I am a medical student (I graduate in a few weeks) who was stuck with an HCV+ and HIV viral load negative hollow-bore central line needle ~30 days ago (some graduation present). I have had a 14 day negative HCV/HIV CHIRON TMA QUALITATIVE assay, which is the same kind of test used to test blood donations (of course I did NOT donate to get tested). 21 Day and 31 day tests pending, with follow up TMA at 6, 8 and 12 weeks, AB at 6 mos (this testing series was recommended by an ID attending).

This incident has produced in me a major depressive episode that I am trying to cope with, and I don't even care to be an MD at this point, although I know this is a product of the depression. My Specific Question: What is the window period for Chiron TMA for HCV by which I can be relatively confident in being non-infected, and which I may be confident.

I have done an extensive literature search with conflicting information about PCR or TMA positivity after infection. Several sources say virus is detectable after 1-2 weeks in nearly everyone infected (HEPATOLOGY, Vol. 36, No. 5, Suppl. 1, 2002; JAMA, February 21, 2007Vol 297, No. 7 (Reprinted); Annals of Clinical & Laboratory Science, vol. 32, no. 2, 2002; HEPATOLOGY, Vol. 39, No. 4, 2004), while other papers state that it can take longer (JOURNAL OF VIROLOGY, Nov. 2004, p. 1225212258 see small text about inclusion criteria).

Please provide your opinion on Negative Predictive Values and how much I may allay my concern at each TMA testing interval.

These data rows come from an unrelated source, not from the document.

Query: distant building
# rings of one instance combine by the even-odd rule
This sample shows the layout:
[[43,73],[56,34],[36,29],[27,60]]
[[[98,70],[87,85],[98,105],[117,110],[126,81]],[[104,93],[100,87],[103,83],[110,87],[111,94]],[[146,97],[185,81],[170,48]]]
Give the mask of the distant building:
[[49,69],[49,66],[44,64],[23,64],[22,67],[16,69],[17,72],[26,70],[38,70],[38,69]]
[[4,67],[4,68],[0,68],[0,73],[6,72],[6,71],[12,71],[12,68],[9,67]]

This testing scheme is both to stem my worsening major depression with an earlier answer and provide for much earlier treatment. The literature is conflicting on this answer.

Also, in the unfortunate occurance of a positive result, what dose of weekly PEG-INF do your recommend to correspond to the daily non-pegalated inf does used in the following study: N Engl J Med, Vol. 345, No. 20, pg 1452. I am sure some other individuals will find this answer informative.

Response from Dr. McGovern

Your testing protocol is so complex, that I myself would not have ordered this. Sometimes knowledge of medicine can be difficult when you yourself become a patient. Yes there are varying windows reported, because there are relatively few data regarding acute HCV infection and I believe that the host response is very important in the presentation of disease. Your testing so far is very reassuring and I am confident that you will eventually put this incident behind you. This is one aspect of medicine that is sometimes hard to cope with. However, always seeking professional guidance at these times is critically important.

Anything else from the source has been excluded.